根元の土が削られやすく、絶えず撹乱を受ける。
植林しようとしても、同じようにはいかない。
人間にとって「管理しにくい場所」だったからこそ、結果として落葉樹を中心にした自然植生が比較的残りやすかった。
私は、秋川渓谷の面白さのひとつは、まさにここにあると思っています。
つまり、
効率よく整えられなかった場所に、多様性が残った
ということです。
川沿いの森は、静かに見えて、かなり激しい
渓谷沿いの森というと、しっとりして穏やかな場所を想像する方も多いかもしれません。
でも実際は、かなりシビアな環境です。
大雨が降る。
台風で一気に増水する。
流れが岸を削る。
石や砂利が動く。
木の根元の土が持っていかれる。
場所によっては倒木も起こる。
川沿いの木々は、そういう変化の中で生きています。
私にとって、そのことを強く実感した出来事があります。
2019年10月の台風19号です。
あの時は、人生で見た中でも最も大きな爪痕のひとつでした。
渓谷沿いの施設の真下まで水が来ました。
川沿いのケヤキを含めた樹木の根は露出し、かなり高い位置にある板張りまで剥がしてしまうほどの水位になりました。
普段、落ち着いた景観として見ているあの場所も、ひとたび大きな水が出れば、まったく違う顔を見せる。
渓谷沿いの植生は、その厳しさの上に成り立っているのだと、あらためて思わされました。

2019年10月の台風19号後。増水による侵食で、川沿いの木々の根が大きく露出した。
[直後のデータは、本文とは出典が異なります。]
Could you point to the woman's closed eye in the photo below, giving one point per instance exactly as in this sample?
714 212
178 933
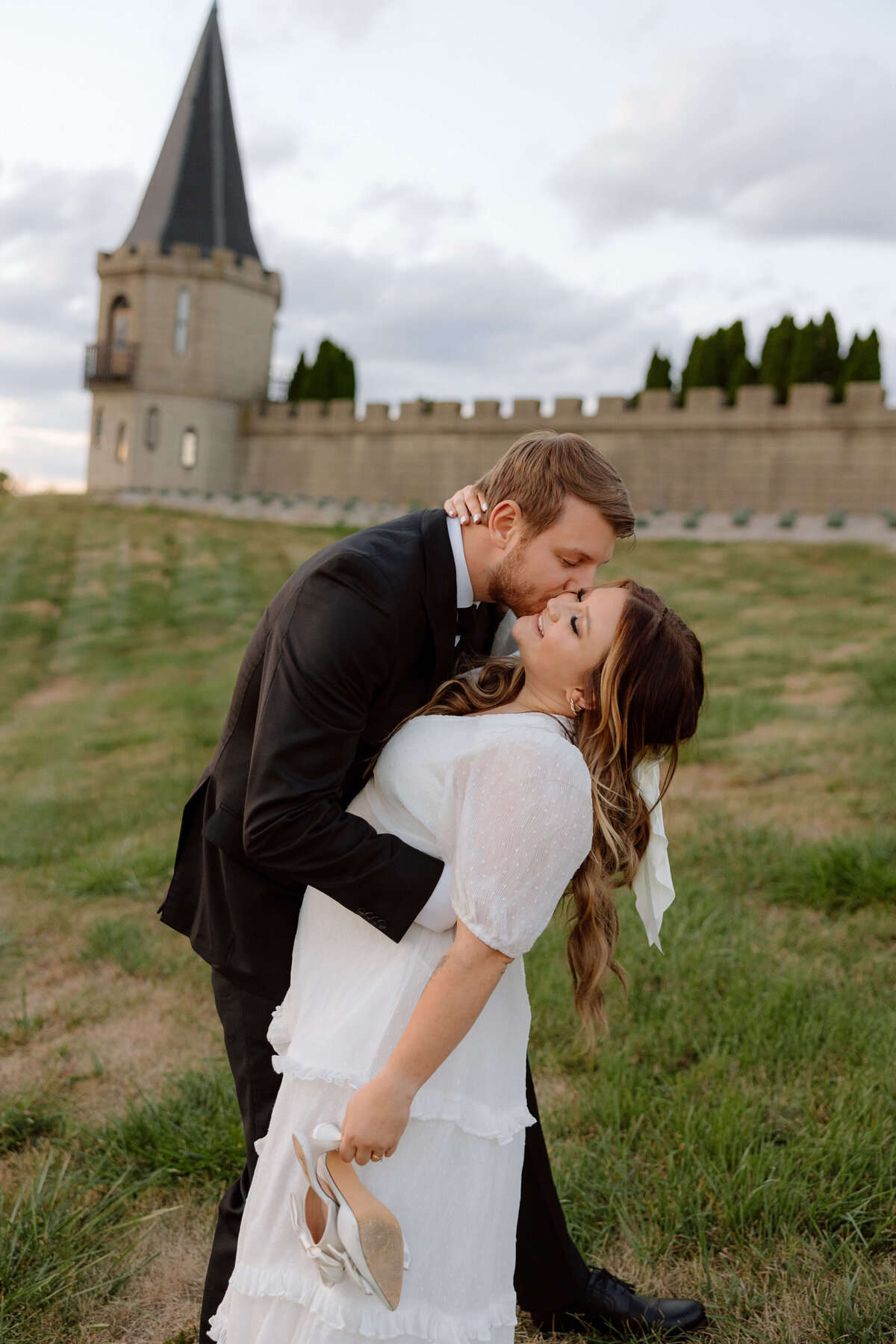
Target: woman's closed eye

増水は樹木だけでなく、河原の形そのものも変える。渓谷沿いは常に動き続ける環境でもある。

川沿いの施設は、高い位置まで水が達し、板張りも剥がされた。
街路樹のケヤキは、もともとどんな場所の木なのか
そんな渓谷沿いで、ひときわ印象に残るのがケヤキです。
ケヤキというと、都会の大通りや神社の境内、公園の大木を思い浮かべる方が多いでしょう。
たしかに、街路樹としてもとても身近な木です。
でも本来の姿をたどると、ケヤキは渓谷沿いのような湿り気のある場所や、川の影響を受けやすい場所にも生える木です。
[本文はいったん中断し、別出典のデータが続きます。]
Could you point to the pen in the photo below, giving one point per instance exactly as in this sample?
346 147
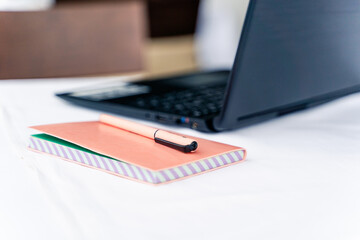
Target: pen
168 139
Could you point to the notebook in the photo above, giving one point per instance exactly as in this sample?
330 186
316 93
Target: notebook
125 154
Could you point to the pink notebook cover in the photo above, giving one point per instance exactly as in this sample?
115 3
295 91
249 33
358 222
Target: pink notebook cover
139 152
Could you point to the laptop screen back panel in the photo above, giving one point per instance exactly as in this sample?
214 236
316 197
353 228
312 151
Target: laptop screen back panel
293 53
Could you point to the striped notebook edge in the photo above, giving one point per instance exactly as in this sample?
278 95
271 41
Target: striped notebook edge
123 169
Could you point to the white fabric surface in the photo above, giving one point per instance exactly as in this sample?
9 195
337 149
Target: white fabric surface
300 180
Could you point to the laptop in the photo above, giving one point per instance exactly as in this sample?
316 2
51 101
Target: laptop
292 55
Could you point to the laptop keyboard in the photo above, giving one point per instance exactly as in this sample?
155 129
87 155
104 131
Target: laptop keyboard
199 102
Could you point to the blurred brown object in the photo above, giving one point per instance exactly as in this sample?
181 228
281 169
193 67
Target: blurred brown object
172 17
72 40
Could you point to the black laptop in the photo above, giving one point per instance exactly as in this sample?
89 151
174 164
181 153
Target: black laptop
292 55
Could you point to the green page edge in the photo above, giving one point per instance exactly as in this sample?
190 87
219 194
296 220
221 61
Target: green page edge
59 141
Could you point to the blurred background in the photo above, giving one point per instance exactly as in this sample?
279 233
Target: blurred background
65 38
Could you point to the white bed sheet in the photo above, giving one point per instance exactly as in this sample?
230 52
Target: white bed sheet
300 180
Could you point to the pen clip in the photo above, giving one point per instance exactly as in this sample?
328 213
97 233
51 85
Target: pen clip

土壌が動きやすい場所でも生きていける、その力強さがある。
私はそこに、街で見かけるケヤキの強さの背景を感じます。
もちろん、
「渓谷に生えるから街路樹にも強い」
と単純に言い切ることはできません。
けれど、少なくとも、ケヤキをただの“街の木”として見るより、
水や土が動く環境を生きてきた木
として見ると、その姿がずいぶん違って見えてきます。
研究が示した「多様性は保険になる」という視点
そんなことを考えていた時に、気になった研究がありました。
2026年7月に発表された研究では、アメリカ本土の広い範囲の森林データを解析し、
猛暑や干ばつなどの複合的な気候の極端現象に対して、樹種の多様性が高い森林ほど、影響を受けにくく、回復しやすい傾向があることが示されました。
ここで面白いのは、多様性が「飾り」ではなく、
変化に対する一種の保険として働いているかもしれない、という見方です。
暑さに比較的強い木。
乾燥への反応が違う木。
水を多く必要とする木。
根の張り方が違う木。
それぞれが少しずつ違うからこそ、環境が変わった時に、森全体としての踏ん張りがきく。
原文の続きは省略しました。